On the morning of May 14, on the eve of the announcement of AI products at the Google I/O developer Conference, OpenAI came to steal the limelight again.
In the early morning of May 14, Beijing time, OpenAI released GPT-4o, a new generation AI model that can perform real-time audio, visual and text reasoning, in a short video introduction, and will launch a PC desktop version of ChatGPT.
According to reports, the “o” in GPT-4o is the abbreviation of Omni, which means “all-round”. In terms of API usage, the GPT-4o is 50% cheaper and 200% faster than the GPT-4-turbo, which was released last November, and the GPT-4o voice and video input will be introduced in the coming weeks.
In addition, OpenAI also announced that all the capabilities of GPT4-o and ChatGPT Plus members, including vision, networking, memory, code execution, GPT Store, and more, will be available to all users for free!
At the event, Greg Brockman, co-founder and president of OpenAI, also had a five-minute conversation between the old ChatGPT, which only has conversational features, and the new version of ChatGPT, which is based on GPT-4o and has visual capabilities.
In conversations, the new version of ChatGPT can not only understand what is happening in the camera through visual AI capabilities, but also interact with the old version of ChatGPT through voice understanding of the content, for a richer and more interesting interaction. At the same time, it also supports mid-stream interruption and dialogue insertion, and has the ability to remember context.
In response to the announcement, OpenAI CEO Sam Altman tweeted, “The new GPT-4o model is the best OpenAI has ever had, it’s smart, fast, native multimodal, and available to all ChatGPT users. Whether it’s the free version or the paid GPT-4 version.”
“This is important to our mission, and we want to put great AI tools in everyone’s hands.” Sam Altman said.
For the press conference, foreign media previously rumored that OpenAI would launch a new intelligent search capability, but then reversed – saying that “the distribution and release of search products is to arrest internal leaks in the company.”

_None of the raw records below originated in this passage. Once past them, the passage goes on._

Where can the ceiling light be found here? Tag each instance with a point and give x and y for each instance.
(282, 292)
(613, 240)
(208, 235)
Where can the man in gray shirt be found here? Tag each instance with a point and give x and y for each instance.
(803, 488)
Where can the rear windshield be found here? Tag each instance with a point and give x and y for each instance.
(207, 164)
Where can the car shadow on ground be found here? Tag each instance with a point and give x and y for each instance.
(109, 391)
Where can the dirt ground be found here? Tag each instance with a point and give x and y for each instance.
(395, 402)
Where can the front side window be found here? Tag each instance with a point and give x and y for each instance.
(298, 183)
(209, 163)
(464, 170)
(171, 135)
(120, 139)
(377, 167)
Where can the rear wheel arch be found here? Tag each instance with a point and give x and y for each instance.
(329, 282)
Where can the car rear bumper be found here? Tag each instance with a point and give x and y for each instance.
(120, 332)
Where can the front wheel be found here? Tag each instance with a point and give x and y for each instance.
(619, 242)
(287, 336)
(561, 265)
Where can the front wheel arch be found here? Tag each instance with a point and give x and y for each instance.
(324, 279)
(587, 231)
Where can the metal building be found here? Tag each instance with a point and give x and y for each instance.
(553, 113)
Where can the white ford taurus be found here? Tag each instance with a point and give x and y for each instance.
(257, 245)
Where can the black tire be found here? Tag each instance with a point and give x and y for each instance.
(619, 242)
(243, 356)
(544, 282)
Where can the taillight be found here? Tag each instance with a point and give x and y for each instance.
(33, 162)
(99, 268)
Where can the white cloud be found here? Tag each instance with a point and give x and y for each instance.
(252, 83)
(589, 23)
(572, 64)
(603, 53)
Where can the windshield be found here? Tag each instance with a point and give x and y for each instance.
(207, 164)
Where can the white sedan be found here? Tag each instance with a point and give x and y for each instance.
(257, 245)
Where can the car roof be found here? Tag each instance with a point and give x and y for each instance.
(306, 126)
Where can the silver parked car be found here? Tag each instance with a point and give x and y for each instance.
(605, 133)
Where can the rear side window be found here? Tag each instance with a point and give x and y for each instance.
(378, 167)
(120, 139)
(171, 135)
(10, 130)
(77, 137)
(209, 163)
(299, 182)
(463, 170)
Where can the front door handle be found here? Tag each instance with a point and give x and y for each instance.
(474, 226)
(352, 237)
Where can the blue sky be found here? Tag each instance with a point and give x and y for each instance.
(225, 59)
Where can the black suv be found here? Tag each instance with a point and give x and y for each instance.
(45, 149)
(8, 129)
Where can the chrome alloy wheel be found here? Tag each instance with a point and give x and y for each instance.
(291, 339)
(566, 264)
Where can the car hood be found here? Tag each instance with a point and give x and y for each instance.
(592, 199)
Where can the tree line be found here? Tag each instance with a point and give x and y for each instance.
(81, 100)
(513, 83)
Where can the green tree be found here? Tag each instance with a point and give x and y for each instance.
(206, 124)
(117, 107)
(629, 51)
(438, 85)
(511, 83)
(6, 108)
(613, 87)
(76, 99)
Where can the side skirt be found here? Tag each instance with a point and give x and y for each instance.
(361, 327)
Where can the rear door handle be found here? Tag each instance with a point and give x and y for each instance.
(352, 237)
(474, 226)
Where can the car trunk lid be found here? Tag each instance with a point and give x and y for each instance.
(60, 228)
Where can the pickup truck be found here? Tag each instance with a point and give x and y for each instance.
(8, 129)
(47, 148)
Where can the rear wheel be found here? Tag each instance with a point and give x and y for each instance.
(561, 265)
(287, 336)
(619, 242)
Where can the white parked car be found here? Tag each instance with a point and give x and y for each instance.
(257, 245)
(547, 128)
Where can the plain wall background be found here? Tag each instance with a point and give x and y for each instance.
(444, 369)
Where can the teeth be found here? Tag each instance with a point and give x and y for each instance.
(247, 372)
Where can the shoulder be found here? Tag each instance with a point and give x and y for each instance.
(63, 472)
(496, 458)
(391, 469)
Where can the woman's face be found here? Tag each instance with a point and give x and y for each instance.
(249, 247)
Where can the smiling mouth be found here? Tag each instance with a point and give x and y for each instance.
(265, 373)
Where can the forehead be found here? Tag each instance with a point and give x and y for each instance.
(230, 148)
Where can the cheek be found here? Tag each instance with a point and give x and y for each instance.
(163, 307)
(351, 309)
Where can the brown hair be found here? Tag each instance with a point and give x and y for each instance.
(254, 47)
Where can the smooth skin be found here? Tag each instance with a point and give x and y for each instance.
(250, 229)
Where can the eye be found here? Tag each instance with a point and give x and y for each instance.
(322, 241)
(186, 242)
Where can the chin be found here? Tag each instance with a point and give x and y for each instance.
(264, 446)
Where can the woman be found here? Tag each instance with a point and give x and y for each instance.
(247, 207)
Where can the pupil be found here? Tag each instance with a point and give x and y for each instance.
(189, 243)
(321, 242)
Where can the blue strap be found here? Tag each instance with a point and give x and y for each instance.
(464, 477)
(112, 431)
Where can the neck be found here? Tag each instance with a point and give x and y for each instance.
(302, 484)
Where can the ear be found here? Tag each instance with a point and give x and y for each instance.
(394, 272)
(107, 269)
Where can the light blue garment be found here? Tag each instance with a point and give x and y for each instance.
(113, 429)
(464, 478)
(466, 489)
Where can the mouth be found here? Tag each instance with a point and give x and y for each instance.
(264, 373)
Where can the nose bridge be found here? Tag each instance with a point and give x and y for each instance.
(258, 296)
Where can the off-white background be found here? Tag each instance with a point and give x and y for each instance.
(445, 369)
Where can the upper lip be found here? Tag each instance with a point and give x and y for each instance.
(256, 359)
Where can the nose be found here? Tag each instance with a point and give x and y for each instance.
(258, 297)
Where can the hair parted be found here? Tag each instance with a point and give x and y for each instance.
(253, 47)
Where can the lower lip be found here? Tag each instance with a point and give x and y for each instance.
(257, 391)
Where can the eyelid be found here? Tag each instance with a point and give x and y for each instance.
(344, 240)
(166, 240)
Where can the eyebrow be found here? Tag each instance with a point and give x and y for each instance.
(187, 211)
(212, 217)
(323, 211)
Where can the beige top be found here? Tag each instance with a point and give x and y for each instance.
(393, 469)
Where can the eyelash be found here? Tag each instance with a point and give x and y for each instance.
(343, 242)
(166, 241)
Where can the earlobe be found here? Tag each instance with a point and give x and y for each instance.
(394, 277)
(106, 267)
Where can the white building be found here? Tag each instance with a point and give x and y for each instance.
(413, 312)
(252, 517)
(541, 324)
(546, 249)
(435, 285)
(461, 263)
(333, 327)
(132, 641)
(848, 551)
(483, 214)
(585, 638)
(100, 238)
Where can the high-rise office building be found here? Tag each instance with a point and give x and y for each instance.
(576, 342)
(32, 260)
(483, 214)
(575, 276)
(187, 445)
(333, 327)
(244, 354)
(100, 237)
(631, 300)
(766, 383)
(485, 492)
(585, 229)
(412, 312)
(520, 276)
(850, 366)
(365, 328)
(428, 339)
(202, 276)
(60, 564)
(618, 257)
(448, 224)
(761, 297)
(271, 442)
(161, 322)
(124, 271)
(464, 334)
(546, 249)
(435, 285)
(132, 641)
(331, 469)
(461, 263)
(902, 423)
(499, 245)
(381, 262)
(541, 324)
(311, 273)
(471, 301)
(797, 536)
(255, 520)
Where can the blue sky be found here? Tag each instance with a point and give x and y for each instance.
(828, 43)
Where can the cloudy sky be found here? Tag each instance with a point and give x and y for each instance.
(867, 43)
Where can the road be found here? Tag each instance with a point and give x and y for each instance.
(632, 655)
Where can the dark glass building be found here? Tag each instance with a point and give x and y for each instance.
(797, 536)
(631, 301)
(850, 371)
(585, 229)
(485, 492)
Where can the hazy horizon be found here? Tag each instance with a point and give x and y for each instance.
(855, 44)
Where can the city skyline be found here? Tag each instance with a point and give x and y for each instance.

At this press conference, OpenAI did not bring a new AI search product, but released the upgraded GPT-4o after a dummy shot. But in addition to the performance improvement of the new model, OpenAI’s release, while there are more product performance improvements, there are also some problems.
After the OpeanAI press conference, an industry expert said, “GPT-4o’s multimodal capabilities only look good, in fact, OpenAI has not demonstrated a real breakthrough for visual multimodal features.” In addition, in terms of real-time audio interaction, the current domestic products such as Doubao and Wenxin Word also have similar call functions.